Segunda trilogía de la puta mierda. Parte I
¡A menudo interpretaba el papel de nefelibata escolimoso! En realidad no era ni lo uno ni lo otro, pero en aquella época disfrutaba de lo lindo actuando. Algunos de mis amigos me llamaban El Gran HR (histrión rezonglón), pues además de resultar afectado refunfuñaba por cualquier cosa, en cualquier momento, a la hora que fuese. Un día, mientras trataba de convencer a Baruch Spinoza, por supuesto, en sueños, de que su Dios, simplemente por ser nominado con ese apelativo divino, no era más que una especie de bodoque carcundo con cuerpo escolopéndrico cuyo hedor cadavérico podía ser percibido a kilómetros de distancia, sentí un pinchazo en el ano. Me desperté un poco asustado, pero no le di importancia. Cuando trataba de volver a ajustarme entre las sábanas sentí otro aguijonazo. Esta vez me puse en pie de un salto y me metí la mano en el culo. Cuando la saqué llevaba algo pegado en un dedo. «¿Qué cojones es esto?» La respuesta vino del propio «esto»…

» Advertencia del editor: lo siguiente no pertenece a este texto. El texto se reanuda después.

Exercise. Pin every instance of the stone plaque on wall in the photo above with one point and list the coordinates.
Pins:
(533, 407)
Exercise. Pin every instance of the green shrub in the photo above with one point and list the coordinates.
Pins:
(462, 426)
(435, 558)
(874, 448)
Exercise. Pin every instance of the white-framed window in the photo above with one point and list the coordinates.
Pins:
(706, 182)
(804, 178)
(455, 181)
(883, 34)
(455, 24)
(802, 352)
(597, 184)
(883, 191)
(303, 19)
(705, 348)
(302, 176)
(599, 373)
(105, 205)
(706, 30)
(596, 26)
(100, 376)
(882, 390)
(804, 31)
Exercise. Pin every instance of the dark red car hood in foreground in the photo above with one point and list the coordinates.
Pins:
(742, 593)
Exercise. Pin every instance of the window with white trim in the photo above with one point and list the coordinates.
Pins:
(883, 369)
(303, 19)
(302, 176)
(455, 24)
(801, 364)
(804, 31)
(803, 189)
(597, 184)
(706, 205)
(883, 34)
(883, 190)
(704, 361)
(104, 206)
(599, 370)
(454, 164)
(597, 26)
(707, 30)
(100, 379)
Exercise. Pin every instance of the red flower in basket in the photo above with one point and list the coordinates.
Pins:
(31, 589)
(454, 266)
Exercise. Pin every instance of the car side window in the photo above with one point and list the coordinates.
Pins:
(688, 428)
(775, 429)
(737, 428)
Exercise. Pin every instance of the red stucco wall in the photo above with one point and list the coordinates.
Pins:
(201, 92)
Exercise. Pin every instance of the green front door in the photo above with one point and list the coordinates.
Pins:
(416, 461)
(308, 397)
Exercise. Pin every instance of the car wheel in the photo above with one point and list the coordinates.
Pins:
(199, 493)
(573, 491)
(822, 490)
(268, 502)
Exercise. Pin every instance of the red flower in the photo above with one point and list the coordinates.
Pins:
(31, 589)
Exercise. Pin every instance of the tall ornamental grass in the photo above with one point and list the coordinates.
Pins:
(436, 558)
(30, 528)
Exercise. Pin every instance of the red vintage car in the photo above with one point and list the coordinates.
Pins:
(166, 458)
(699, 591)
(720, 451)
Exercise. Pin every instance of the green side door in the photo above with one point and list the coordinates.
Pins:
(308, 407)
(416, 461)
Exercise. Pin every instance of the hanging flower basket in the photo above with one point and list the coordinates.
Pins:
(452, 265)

ESTO: ¡Imbécil! Yo no soy Esto. Soy un gamborimbo. Aunque como no tengo nombre te permitiré que te dirijas a mí de esa manera.
YO: Pero… ¿Quién cojones…?
ESTO: ¡Mira al pedacito de papel que has sacado de tu culo!
YO: ¿Co…? ¿Cómo…?
ESTO: Sí, soy yo el que te habla. Un gamborimbo. Tu gamborimbo de hoy.
YO: Debo estar soñando… todavía debo de estar…
ESTO: No, ya no sueñas. Baruch se desvaneció hace un rato. Pero… ¡mírame cuando te hablo!
YO: Eres… eres un papelito…
ESTO: ¡Exacto! Soy un papelito. Soy un pequeño trozo de papel higiénico.
YO: El pa… El papel higiénico no habla…
ESTO: Pues yo sí que hablo. Y además, mucho. ¿No me oyes?
YO: Creo que me estoy volviendo loco.
ESTO: ¡Soy un gamborimbo! ¡Un gamborimbo! ¡La próxima vez que defeques lávate el culo en el bidé!
YO: No tengo bidé…
ESTO: Pues usa una palangana como si lo fuera. Nunca, y repito, nunca, uses papel higiénico.
YO: ¿Entonces los pinchazos fueron cosa tuya?
ESTO: ¡Claro! Esta vez te dejaste casi medio rollo de papel de primera calidad de dos capas ahí dentro. Deberías ser un poco más limpio con tu recto.
YO: Esto no me puede estar pasando. Si le cuento a alguien que mantengo conversaciones con un borigambo terminaré encerrado…
ESTO: ¡Gamborimbo! ¡Gamborimbo! ¡Gamborimbo! Repite conmigo: gam-bo-rim-bo, G-A-M-B-O-R-I-M-B-O.
YO: Gam-bo-rim-bo, G-A-M-B-O-R-I… ¡Dios santo!, un gamborimbo me esta enseñando a deletrear…
Por supuesto mi encuentro con el gamborimbo sucedió hace varios lustros. Desde entonces nunca se ha dirigido a mí ningún otro objeto inanimado. Las pocas personas de confianza a las que les conté el suceso dejaron de ser personas de confianza y se arrastraron fuera de mi vida. Quizá esa sea la razón por la cual no soporto a los zurumbáticos, aunque de alguna extraña manera yo sea uno de ellos. ¡Me gustaría tanto saber por qué mi pneuma inmanente y cuasidivino, gnoseológicamente hablando, se está transformando poco a poco en una estridulación discordante!
Pero para comprender la situación en la que siempre he estado, de una u otra manera, «engrudado», se deberían tener en cuenta cada uno de los aspectos específicos inherentes a la naturaleza humana. Claro que por otra parte, conozco varias decenas de tipos y tipas que con toda probabilidad me excluirían de la esencia o condición de individuo mortal. De la misma manera conozco a bastantes artiodáctilos de ambos sexos que arriesgarían sus ubérrimas posterioridades para que me excluyesen de su gen porcina. Sea como fuere, he de admitir que mi irrefrenable necesidad de apreciar, y en consecuencia, ser apreciado, terminó un 14 de enero de hace más de seis decenios. Podría haberme ahorrado todo este pretencioso e impertinente texto, pero entonces, todos y cada uno de los beneficios placenteros que me ha proporcionado despotricar e igualar al ser humano con un jodido y mierdoso gamborimbo se hubieran quedado en un limbo concreto, pragmático y verosímil al cual todavía no me he atrevido a bautizar.